In this first post, Tom explains why Automated Lane Keeping Systems, the first iteration of true Automated Driving, are so important and how independent safety assessment will drive vital consumer confidence in the new technology.
Automated Lane Keeping Systems (ALKS) will be the first true step towards Automated Driving.
The technology is designed to enable drivers – for the first time ever – to delegate the task of driving to the vehicle, taking their hands and eyes off the road legally, to participate in other activities.
Initially, ALKS will only function in certain conditions, such as on a fully-fledged motorway where oncoming traffic is physically separated, at a maximum operational speed of 37 mph.
It’s designed as a traffic-chauffer system, giving drivers the opportunity to relax during monotonous traffic jams or use the “dead” travel time to engage in work or leisure e.g., watching media content on the in-vehicle display.
Despite forecasts of the significant societal benefits future automated systems will bring, ALKS-enabled vehicles are not yet on sale in the UK. First, fundamental barriers must be overcome to ensure the safe introduction and adoption of these technologies.
The UK has set out to be a leader in connected and automated mobility, and it is already dealing with complex topics such as amendments to the Highway Code and other legal structures.
However, enabling the technology is only part of the battle; ensuring safe adoption and use is vital to its success.
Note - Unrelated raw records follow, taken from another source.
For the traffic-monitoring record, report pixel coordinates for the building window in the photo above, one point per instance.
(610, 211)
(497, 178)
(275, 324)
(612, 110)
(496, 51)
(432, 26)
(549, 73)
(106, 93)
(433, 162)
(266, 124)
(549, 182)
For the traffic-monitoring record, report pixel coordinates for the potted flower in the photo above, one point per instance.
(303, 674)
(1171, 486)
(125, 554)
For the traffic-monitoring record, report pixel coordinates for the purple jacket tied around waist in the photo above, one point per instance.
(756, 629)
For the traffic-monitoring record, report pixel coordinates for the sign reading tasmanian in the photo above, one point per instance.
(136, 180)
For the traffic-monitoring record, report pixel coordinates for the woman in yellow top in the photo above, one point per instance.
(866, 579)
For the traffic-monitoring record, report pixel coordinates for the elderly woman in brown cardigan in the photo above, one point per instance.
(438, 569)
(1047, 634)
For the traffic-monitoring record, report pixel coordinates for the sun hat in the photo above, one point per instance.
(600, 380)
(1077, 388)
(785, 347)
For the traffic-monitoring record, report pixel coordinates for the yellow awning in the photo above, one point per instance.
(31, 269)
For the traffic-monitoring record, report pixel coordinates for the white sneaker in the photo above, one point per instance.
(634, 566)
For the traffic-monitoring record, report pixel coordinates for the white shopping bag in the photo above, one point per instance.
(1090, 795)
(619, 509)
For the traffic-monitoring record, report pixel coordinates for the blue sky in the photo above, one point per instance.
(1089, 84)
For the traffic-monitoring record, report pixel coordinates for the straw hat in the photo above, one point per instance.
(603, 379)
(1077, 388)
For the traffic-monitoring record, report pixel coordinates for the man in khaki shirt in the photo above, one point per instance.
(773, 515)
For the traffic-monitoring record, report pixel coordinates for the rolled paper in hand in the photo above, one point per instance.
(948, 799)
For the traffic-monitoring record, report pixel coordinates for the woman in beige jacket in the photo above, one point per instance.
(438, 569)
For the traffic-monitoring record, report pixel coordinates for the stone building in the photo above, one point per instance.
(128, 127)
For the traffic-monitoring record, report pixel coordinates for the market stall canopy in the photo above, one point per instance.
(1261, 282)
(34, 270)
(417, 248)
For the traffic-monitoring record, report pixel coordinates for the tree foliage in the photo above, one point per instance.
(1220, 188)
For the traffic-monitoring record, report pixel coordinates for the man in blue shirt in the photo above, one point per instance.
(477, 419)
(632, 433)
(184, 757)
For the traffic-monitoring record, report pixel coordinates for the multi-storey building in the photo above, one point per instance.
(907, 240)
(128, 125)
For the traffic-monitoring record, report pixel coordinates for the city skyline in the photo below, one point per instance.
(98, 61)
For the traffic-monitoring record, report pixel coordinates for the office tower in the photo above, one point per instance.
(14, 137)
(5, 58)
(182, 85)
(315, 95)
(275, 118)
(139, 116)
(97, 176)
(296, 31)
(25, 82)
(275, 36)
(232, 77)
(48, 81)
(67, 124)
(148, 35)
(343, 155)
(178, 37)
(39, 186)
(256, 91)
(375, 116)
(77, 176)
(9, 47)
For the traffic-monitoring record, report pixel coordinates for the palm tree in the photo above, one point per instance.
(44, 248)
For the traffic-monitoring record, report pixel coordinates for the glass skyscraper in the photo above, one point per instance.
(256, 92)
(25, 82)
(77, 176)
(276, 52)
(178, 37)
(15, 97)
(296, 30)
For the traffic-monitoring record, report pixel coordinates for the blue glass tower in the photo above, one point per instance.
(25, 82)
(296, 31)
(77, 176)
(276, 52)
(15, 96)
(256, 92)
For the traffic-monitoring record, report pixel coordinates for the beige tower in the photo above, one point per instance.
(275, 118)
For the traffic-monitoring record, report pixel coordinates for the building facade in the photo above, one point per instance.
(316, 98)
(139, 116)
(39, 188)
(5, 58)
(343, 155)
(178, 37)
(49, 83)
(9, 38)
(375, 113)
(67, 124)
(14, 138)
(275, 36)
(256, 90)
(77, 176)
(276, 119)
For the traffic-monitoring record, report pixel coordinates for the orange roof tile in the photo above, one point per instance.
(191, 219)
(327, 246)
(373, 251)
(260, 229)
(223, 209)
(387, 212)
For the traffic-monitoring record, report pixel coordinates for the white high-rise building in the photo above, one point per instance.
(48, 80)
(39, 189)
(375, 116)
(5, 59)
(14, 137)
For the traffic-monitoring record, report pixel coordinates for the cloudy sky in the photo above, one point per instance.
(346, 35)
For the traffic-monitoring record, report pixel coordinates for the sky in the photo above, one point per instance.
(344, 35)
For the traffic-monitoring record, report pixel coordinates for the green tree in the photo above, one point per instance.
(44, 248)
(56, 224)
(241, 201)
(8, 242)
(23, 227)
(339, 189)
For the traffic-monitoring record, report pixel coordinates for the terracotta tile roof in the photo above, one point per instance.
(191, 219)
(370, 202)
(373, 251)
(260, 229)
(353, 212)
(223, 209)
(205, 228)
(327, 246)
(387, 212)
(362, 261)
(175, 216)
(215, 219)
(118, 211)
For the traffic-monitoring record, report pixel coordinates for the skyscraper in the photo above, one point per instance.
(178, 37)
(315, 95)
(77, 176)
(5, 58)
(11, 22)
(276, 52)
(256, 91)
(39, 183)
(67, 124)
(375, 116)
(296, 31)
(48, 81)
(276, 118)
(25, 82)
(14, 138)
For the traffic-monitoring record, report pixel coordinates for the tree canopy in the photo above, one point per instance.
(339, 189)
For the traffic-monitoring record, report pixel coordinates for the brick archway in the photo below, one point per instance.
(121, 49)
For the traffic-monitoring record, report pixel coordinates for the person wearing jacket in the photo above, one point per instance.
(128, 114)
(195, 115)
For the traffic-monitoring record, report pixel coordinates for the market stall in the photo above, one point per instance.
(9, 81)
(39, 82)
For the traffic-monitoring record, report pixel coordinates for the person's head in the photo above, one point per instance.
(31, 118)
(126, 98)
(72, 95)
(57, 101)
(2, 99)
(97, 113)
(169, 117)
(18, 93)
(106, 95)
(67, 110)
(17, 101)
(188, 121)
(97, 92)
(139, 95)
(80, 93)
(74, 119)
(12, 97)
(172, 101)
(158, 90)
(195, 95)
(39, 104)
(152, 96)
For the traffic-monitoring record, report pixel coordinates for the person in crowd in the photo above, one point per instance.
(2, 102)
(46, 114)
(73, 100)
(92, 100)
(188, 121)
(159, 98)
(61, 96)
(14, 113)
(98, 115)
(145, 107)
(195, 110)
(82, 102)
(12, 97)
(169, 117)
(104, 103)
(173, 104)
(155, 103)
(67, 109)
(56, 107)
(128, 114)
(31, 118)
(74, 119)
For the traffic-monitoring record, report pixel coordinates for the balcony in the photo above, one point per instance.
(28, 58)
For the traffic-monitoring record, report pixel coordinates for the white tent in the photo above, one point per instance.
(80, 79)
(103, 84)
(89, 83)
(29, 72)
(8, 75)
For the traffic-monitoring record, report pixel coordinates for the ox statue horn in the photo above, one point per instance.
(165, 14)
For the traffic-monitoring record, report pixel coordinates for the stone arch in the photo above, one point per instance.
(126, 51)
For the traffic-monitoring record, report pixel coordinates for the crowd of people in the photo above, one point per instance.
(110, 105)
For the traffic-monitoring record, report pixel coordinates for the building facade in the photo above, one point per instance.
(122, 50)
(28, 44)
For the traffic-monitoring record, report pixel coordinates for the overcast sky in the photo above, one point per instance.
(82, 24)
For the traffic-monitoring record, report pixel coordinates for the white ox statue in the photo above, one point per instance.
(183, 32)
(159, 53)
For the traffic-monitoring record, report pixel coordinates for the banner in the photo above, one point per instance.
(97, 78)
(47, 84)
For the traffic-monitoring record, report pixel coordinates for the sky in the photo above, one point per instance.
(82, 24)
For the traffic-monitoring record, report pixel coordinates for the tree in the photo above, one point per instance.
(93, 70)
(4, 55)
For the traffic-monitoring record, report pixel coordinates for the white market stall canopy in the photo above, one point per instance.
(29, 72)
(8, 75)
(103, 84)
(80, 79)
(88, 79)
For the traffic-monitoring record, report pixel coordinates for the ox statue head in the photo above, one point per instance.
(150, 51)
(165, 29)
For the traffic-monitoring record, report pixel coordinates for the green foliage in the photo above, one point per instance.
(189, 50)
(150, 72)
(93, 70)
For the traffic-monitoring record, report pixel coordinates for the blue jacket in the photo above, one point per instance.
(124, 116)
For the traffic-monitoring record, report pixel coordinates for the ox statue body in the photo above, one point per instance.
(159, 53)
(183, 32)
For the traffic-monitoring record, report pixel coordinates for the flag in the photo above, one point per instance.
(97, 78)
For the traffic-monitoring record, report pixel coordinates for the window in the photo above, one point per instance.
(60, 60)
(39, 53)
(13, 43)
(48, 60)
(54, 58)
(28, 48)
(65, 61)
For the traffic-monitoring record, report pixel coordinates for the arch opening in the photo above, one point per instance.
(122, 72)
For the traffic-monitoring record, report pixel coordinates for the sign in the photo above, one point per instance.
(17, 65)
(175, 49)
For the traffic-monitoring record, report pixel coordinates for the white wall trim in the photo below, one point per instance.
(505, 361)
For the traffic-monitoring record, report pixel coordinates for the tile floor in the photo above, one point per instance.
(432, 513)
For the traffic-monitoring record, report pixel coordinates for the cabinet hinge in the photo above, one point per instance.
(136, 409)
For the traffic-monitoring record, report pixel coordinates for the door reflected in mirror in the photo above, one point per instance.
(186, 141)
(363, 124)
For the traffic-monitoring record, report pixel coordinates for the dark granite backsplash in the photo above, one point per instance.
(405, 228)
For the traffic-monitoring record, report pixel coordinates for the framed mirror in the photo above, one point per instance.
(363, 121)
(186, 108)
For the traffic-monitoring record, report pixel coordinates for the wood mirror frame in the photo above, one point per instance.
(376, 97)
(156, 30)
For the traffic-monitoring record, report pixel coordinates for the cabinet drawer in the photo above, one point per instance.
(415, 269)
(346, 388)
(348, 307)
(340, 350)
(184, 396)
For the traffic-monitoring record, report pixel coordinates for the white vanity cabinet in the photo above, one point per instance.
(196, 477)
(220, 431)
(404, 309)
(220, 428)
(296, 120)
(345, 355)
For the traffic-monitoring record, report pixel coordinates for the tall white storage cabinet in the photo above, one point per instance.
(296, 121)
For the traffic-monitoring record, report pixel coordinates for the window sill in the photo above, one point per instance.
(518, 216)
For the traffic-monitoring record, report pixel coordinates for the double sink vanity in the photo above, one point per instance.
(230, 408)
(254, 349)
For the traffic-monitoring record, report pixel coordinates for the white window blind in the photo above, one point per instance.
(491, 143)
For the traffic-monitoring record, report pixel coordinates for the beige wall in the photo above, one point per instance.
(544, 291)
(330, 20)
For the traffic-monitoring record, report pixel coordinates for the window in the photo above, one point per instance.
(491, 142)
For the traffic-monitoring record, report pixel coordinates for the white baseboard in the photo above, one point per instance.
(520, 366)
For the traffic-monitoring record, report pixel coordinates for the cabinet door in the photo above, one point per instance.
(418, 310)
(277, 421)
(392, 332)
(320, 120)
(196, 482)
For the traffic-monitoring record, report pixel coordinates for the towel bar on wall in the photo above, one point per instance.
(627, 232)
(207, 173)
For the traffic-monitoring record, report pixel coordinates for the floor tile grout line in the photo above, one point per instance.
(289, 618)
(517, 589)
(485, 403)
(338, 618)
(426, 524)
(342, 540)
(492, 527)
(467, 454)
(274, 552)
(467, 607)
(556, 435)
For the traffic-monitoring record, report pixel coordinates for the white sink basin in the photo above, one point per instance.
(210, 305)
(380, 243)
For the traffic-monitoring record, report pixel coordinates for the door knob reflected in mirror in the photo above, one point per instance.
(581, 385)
Consumers must be empowered with information, to foster trust in the technology and understanding of its capabilities and limitations.
We are proud therefore to be leading a project to create an independent rating system for Automated Driving systems, starting with ALKS vehicles, by which drivers can compare performance and capabilities.
Co-ordinated by Zenzic, the organisation dedicated to accelerating the self-driving revolution in the UK and in partnership with Warwick Manufacturing Group and AESIN, this safety confidence framework will incorporate aspects such as ‘automation competence’ and ‘safety backup’.
Automation competence will look at how an ALKS-enabled vehicle operates in certain driving scenarios and how the transition of the driving task between vehicle and driver is handled. Safety Backup will explore collision detection, sensor degradation and event data recording.
The full benefits of automated vehicles can only be realised if the technology is trusted and understood. We at Thatcham Research, supported by the word leading CAM Testbed UK, aim to provide confidence and understanding with this framework.